Altogether, adenoviral overexpression offers a broad panel of possibilities for studying microglial activation as a PD model and represents a novel tool that should highly impact future PD research.
The experimental animal models of PD described so far, in one way or another, end up activating this inflammatory response, indicating that the different models of this disease show common mechanisms to some extent.
As shown above, LPS is a direct inflammatory model. On the contrary, substances such as 6-OHDA MPTP/MPP+, paraquat, or rotenone are classic toxic models that produce the specific death of dopaminergic neurons. Interestingly, its administration eventually triggers a harmful inflammatory reaction. In recent years, the idea that neuronal death produced by these toxic substances was followed by activation of the immune response has changed towards a scenario in which the latter is activated before (or even in the absence of) neuronal death, so that microgliosis and not neurotoxicity would be the determining factor in neuronal death. For example, MPTP administration not only induced microglial activation but also induced T lymphocyte (CD4+ and CD8+) infiltration into the brain of non-human primates [90]. Thus, both peripheral and cerebral immune responses are involved in the mechanism of death induced by MPTP.

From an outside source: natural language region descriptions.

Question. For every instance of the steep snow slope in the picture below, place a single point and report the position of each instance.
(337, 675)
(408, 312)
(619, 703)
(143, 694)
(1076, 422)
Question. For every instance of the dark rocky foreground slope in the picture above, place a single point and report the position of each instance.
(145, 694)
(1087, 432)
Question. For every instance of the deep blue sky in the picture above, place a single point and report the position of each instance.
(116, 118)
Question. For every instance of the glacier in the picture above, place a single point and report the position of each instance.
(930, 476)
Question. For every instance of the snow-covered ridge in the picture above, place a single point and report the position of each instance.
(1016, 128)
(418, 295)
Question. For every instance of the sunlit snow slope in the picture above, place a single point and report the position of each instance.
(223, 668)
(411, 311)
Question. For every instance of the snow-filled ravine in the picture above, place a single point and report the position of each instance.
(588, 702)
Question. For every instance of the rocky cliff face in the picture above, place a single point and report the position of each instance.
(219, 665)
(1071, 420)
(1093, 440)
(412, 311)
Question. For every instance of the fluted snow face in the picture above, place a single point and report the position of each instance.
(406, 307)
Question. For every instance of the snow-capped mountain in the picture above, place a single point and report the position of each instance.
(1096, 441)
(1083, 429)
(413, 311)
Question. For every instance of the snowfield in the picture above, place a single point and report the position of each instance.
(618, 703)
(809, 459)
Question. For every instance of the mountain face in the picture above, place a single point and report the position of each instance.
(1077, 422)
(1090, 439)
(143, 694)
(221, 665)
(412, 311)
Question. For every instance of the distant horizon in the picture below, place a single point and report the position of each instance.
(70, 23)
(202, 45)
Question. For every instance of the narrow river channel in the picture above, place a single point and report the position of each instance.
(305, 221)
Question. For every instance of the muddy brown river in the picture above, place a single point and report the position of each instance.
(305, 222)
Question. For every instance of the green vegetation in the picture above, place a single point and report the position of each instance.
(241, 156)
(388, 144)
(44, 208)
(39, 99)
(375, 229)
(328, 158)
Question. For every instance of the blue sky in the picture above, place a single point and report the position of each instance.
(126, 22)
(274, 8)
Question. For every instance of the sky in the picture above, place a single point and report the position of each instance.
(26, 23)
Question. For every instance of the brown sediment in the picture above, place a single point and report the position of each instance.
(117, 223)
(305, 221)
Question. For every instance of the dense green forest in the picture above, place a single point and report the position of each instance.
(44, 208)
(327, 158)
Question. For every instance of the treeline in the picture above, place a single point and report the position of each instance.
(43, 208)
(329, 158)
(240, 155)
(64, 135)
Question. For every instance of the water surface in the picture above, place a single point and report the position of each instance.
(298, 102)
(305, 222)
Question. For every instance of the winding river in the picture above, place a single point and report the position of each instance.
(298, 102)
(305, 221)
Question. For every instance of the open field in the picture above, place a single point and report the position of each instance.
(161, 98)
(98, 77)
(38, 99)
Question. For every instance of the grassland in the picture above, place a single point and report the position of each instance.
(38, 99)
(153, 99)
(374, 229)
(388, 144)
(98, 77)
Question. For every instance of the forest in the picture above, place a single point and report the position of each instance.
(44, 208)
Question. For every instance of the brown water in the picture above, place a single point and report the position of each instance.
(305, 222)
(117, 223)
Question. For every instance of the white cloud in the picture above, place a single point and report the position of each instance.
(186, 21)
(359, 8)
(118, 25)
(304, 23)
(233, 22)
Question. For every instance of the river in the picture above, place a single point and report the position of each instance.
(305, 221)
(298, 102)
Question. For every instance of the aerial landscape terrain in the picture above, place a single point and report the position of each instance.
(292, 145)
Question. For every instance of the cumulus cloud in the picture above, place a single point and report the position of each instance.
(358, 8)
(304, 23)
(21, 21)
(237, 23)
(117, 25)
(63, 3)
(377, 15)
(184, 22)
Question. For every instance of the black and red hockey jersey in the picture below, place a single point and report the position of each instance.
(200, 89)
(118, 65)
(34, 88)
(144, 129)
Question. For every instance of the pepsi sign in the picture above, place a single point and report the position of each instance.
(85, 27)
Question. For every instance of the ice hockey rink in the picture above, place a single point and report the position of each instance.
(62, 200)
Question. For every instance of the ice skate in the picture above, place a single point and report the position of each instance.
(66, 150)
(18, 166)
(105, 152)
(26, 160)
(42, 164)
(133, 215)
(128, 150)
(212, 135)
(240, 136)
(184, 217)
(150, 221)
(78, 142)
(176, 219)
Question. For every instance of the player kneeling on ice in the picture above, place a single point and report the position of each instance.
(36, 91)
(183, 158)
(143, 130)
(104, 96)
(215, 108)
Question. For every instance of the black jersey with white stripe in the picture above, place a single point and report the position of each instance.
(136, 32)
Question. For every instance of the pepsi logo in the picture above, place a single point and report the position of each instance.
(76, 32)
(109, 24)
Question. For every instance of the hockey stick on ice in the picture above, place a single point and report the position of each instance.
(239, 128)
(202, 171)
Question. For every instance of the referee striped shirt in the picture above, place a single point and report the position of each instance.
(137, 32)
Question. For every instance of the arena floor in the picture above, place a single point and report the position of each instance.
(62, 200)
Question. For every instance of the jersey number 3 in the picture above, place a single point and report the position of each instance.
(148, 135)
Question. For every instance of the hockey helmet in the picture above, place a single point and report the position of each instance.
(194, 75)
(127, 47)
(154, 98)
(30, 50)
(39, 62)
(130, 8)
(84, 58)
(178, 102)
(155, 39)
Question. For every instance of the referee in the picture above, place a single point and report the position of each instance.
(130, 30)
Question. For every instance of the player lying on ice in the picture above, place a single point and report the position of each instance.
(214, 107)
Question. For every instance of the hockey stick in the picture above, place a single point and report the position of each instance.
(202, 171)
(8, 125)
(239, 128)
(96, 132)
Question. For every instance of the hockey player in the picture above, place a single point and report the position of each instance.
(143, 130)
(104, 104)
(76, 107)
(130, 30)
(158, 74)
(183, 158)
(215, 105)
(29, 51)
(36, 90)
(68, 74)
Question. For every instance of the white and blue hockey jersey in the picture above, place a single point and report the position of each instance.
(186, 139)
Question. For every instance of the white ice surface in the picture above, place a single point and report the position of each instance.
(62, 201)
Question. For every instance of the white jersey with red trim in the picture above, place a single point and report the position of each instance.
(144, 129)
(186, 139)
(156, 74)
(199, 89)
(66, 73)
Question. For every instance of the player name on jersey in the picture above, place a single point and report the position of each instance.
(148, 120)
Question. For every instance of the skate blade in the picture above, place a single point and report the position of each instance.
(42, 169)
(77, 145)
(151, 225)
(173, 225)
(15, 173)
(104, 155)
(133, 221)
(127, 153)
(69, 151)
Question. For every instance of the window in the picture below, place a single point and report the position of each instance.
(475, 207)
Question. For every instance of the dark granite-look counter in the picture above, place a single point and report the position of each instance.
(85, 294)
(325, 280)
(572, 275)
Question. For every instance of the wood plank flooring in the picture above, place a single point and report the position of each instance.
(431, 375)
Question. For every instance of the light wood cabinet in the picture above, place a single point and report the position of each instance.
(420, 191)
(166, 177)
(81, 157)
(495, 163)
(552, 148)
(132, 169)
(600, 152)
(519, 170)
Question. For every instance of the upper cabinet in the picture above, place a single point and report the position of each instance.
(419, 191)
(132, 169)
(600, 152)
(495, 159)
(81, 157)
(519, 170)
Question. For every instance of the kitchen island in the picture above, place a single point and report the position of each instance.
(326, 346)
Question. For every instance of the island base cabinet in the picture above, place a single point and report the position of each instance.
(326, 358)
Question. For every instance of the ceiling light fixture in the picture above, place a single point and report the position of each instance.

6-OHDA induces a strong production of free radicals that was soon identified [91, 92], in addition to inhibition of complex I of the mitochondrial respiratory chain, a mechanism shared by substances such as MPTP/MPP+and pesticides such as rotenone and paraquat. In the 6-OHDA model, the loss of astrocytes and the alteration of the BBB, the death of dopaminergic neurons, and the activation of microglia observed in the SN and the striatum was accompanied by the infiltration of peripheral immune cells [93]. Interestingly, these effects are prevented in female TLR4 KO animals (suggesting a gender-dependent mechanism) [94], and the treatment with urocortin [95] or P2Y6R KO [46] exert protection. Since these substances also exert protection in the LPS model, the inflammatory response arises as a common mechanism to different molecular challenges showing that the inflammatory response induced by LPS and 6-OHDA share common pathways.
The effect of α-syn overexpression in dopaminergic neurons of the SN produces a down-regulation of TH and an increased sensitivity to MPTP/MPP+ [96]. Interestingly, α-syn can also exert a detrimental effect on mitochondria, altering complex I-dependent respiration [96, 97]. α-syn exerts an unquestionable activating effect on microglia, especially the misfolded forms [98], which extends to monocytes [99, 100]. The Lewy pathology and neuroinflammation can then mutually potentiate in a vicious cycle, facilitating the progression of the pathology and the death of dopaminergic neurons [101, 102].
The involvement of the peripheral immune cells in these PD models has also been described. For instance, peripheral immune components infiltrate the brain following intracranial injection of any of the toxic mediators discussed. Injection of LPS into the SN causes infiltration of peripheral macrophages, which contributes to the observed damage; in fact, the depletion of peripheral macrophages using clodronate not only eliminates their infiltration, but also reduces other harmful effects of LPS injection, such as microglial activation, loss of astrocytes, disruption of the BBB, and death of dopaminergic neurons in the SN [103]. In the 6-OHDA model, the loss of astrocytes and the alteration of the BBB, as well as the activation of microglia and the infiltration of peripheral immune cells observed in the SN and the striatum, decreased when the concentration of DA was depleted by the TH inhibitor α-MPT, suggesting an interaction between endogenous DA and toxins [93].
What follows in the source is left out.